Но, кажется, все не так уж страшно. Просто вольность обыденного словоупотребления дает о себе знать, сближая поля смыслов, исходящих от слов матрица и конструкт, конструирование, конструктивизм, конструкционизм. Если все (или почти все) есть конструкт, а конструкт ассоциируется с чем-то искусственным, сотворенным, поддельным, ненастоящим, химерическим, надуманным, существующим только в наших мыслях, то земля начинает уплывать из-под ног – и не только у обществоведа, если процесс конструирования не ограничивается рамками мира социокультурных явлений.
Конструкту обычно приписывается специфически дискурсивная природа, то есть он рассматривается как ментальный и/или языковой феномен par excellence. Это значит, что конструкт есть в первую очередь то, что мы
В наших головах живут такие конструкты, и они управляют нашим отношением к вещам и людям: представители «южных» народов, например «кавказцы» импульсивные и вспыльчивые, их мужчины особенно любят блондинок, финны медлительные, флегматичные и дисциплинированные, итальянцы музыкальные, говорливые, активно жестикулирующие, немцы – трудолюбивые и ответственные индивидуалисты, а китайцы – трудолюбивые коллективисты, русские все поголовно пьют водку, челябинские мужики суровые, французы манерные и эстетствующие, все женщины хотят выйти замуж и родить ребенка… А что если нет?! Вдруг конструкты вводят нас в заблуждение относительно действительных свойств социального и природного миров?

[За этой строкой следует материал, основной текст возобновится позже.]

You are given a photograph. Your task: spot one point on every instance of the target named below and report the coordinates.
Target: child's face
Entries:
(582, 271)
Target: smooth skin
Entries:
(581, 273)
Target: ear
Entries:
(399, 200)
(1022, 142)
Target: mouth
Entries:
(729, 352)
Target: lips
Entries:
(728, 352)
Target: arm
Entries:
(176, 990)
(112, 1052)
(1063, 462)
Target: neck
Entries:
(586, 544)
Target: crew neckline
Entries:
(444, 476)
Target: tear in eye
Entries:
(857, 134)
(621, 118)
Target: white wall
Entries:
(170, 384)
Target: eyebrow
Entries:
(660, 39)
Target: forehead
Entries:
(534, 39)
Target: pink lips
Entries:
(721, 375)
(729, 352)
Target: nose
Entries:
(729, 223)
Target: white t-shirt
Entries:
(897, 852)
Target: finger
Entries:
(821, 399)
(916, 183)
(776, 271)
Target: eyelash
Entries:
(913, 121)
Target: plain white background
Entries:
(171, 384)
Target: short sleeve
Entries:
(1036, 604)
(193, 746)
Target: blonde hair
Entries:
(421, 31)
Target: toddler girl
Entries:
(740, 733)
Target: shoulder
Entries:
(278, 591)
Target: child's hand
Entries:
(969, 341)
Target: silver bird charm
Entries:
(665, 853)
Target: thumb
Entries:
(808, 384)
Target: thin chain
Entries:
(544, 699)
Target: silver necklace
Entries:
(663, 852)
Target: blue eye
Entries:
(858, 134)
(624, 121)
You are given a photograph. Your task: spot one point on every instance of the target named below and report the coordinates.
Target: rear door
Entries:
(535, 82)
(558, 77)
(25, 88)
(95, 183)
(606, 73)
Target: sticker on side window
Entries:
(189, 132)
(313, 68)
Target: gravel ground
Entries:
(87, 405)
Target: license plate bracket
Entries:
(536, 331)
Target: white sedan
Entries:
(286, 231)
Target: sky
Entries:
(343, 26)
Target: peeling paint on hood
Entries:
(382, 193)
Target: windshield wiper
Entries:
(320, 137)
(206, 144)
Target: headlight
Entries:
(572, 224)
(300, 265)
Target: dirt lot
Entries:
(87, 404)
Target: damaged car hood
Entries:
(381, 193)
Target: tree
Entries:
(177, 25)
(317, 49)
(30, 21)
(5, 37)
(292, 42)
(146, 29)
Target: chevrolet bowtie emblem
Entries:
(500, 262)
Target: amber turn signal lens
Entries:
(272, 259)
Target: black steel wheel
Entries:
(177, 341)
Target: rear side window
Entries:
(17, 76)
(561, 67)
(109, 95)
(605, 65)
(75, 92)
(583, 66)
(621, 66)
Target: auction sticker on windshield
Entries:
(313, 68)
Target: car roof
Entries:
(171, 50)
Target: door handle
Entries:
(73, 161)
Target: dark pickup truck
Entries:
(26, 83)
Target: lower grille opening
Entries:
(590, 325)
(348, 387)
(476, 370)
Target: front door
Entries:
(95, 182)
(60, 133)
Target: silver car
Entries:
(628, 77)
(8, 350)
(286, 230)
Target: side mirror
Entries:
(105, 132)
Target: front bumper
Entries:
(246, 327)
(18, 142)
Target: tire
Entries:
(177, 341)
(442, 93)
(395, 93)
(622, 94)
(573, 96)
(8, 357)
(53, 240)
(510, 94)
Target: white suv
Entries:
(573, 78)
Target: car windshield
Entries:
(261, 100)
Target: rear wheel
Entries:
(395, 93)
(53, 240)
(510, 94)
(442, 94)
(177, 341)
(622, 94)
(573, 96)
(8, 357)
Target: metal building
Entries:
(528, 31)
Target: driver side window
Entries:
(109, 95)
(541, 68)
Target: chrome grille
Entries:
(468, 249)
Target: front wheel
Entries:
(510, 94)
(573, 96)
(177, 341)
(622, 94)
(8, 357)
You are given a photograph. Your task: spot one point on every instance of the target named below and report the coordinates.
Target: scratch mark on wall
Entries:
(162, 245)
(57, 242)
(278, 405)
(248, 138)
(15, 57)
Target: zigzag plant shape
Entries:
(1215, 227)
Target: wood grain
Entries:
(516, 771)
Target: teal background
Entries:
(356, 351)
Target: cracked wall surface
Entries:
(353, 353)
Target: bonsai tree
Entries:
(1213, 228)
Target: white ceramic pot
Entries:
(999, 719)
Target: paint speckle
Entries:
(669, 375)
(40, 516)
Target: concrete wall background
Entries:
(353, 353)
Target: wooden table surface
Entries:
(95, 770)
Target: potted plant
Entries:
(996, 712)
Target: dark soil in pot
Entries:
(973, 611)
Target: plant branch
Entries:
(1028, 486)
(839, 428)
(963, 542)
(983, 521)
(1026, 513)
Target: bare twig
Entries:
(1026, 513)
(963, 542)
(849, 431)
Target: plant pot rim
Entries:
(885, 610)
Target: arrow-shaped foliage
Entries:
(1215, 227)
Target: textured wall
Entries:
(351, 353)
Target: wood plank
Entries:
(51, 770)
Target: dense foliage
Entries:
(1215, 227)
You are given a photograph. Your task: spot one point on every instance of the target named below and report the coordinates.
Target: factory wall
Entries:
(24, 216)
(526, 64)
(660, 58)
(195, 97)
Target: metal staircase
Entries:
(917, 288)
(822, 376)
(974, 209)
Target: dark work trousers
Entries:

Признание чего-то социальным конструктом само по себе полезно с точки зрения «индивидуальной политики свободы», поскольку оно становится «противоядием» от разного рода заявлений, претендующих на статус аксиом: что, мол, те или иные факты (для кого-то, быть может, весьма неприятные и травмирующие) являются неизбежными, требующими примирения и покорности, вытекающими из самой природы вещей, природы человека, духа народа, особенностей групповой психологии («женщине положено подчиняться», «мужчина – охотник, женщина – хранительница домашнего очага», «воровство у цыган в крови», «есть при помощи вилки и ложки, а не руками – правильно», «гомосексуальные союзы противоестественны», «русские неисправимы, а Россия нереформируема»[7]
…).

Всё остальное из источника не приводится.